ATM financing facility has realized gross proceeds of US$ 2,956,036 for the period ending June 2022, at an average price of $6.08 (approximately AU$ 0.88 per share).

Kazia CEO, Dr James Garner, commented, "Despite a challenging first half equity market for biotech companies, Kazia has continued to make good progress. The GBM AGILE pivotal study is progressing well, and appears on track for data in 2H CY2023, as anticipated. We have been pleased in the first half to see new data presented and milestones delivered from several projects, and we expect that pace to continue and increase during the second half."

EVT801 Phase I Study

The phase I study of EVT801 in patients with advanced cancer continues to recruit well. The drug has recently completed the third of a potential eight dose levels and is anticipated to open recruitment to the fourth dose cohort in the near future. To date, the drug appears generally well-tolerated. Depending on how many dose cohorts are required to establish a maximum tolerated dose (MTD), interim data from the study is anticipated in 2H CY2022 or 1H CY2023.

GBM AGILE

More than forty sites are currently open to the paxalisib arm of GBM AGILE. The first site to commence recruitment to the paxalisib arm in France opened in June 2022, making France the fourth country to join the study, alongside the United States, Canada, and Switzerland.
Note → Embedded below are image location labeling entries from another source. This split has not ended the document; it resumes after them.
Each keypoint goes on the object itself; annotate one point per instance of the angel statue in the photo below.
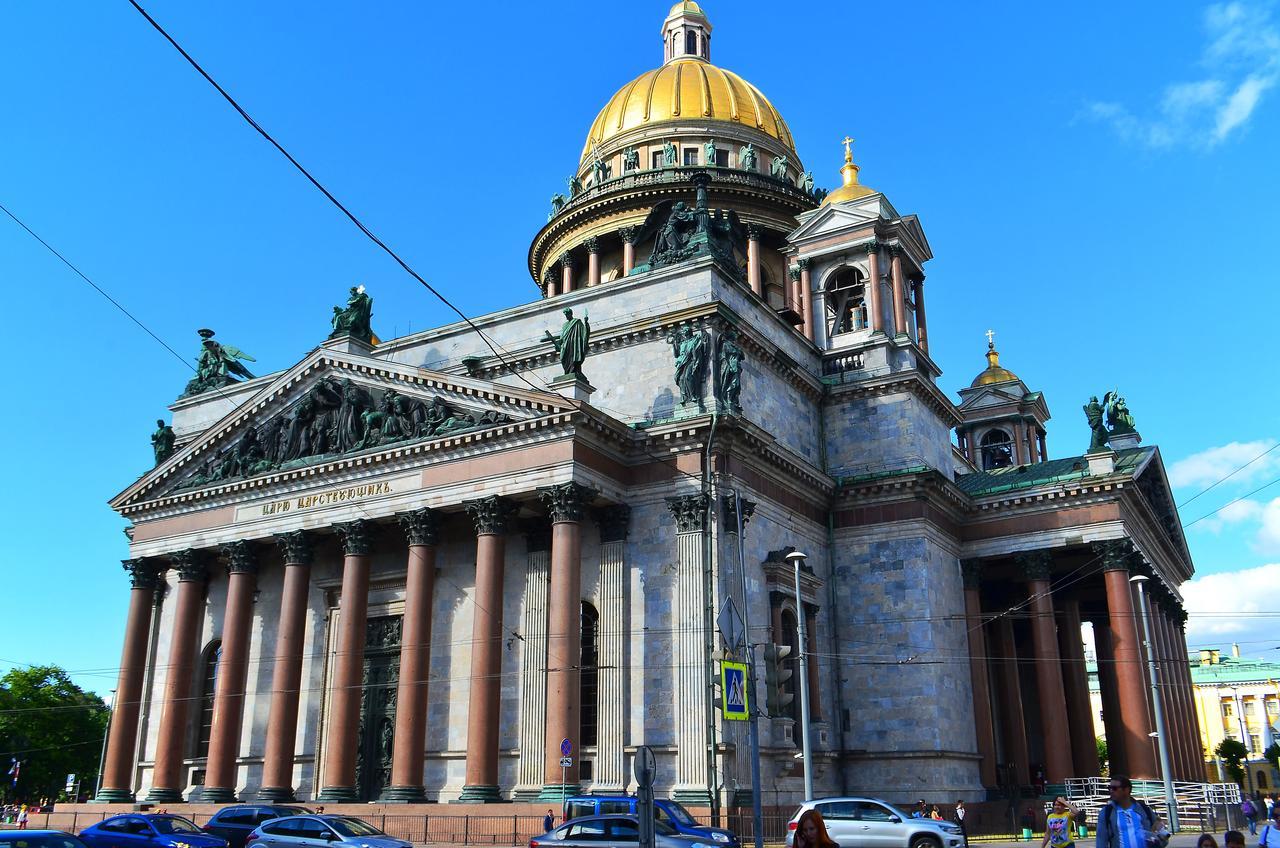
(216, 365)
(1097, 429)
(571, 342)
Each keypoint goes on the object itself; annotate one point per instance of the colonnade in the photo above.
(1061, 688)
(492, 516)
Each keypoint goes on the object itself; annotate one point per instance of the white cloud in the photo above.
(1242, 62)
(1211, 465)
(1219, 607)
In January 2022, the Global Coalition for Adaptive Research (GCAR), the sponsor of GBM AGILE, stated that over a thousand patients had been screened to the study, with enrolment rates approximating 0.75 to 1.00 patients per site per month, which is around four times higher than would generally be expected in a clinical study of glioblastoma.

Kazia continues to work closely with GCAR and Simcere Pharmaceutical to open the study in China. Public health measures in some Chinese cities relating to the ongoing COVID pandemic have had a modest impact on operational activities, but it is currently anticipated that the study will open in China during 3Q CY2022.

Paxalisib in Brain Metastases

In June 2022, the company announced that a multi-drug, genomically-guided study in brain metastases run by the Alliance for Clinical Trials in Oncology had seen the paxalisib arm graduate to an expansion cohort in patients with breast cancer brain metastases, having seen positive efficacy signals in the initial exploratory cohort. Paxalisib continues to recruit to the exploratory cohort in two other patient subgroups.

Interim data from a phase I study of paxalisib in combination with radiotherapy for patients with brain metastases run by Memorial Sloan Kettering Cancer Center has been accepted for an oral presentation at an upcoming international conference in Q3 CY2022. Kazia looks forward to sharing data from this presentation as soon as it is available.

Financing

In May 2022, Kazia established a NASDAQ-based at-the-market financing facility with Oppenheimer and Company. For the period ending June 30, 2022, the company has issued 486,281 American Depository Shares (ADSs) under this facility, at an average price of $6.08, for total gross proceeds of US$ 2,956,036 (approximately AU$ 4,256,691). Of note, these shares have been issued at no discount, with no warrant coverage, and with transaction fees approximately half of those associated with traditional financing.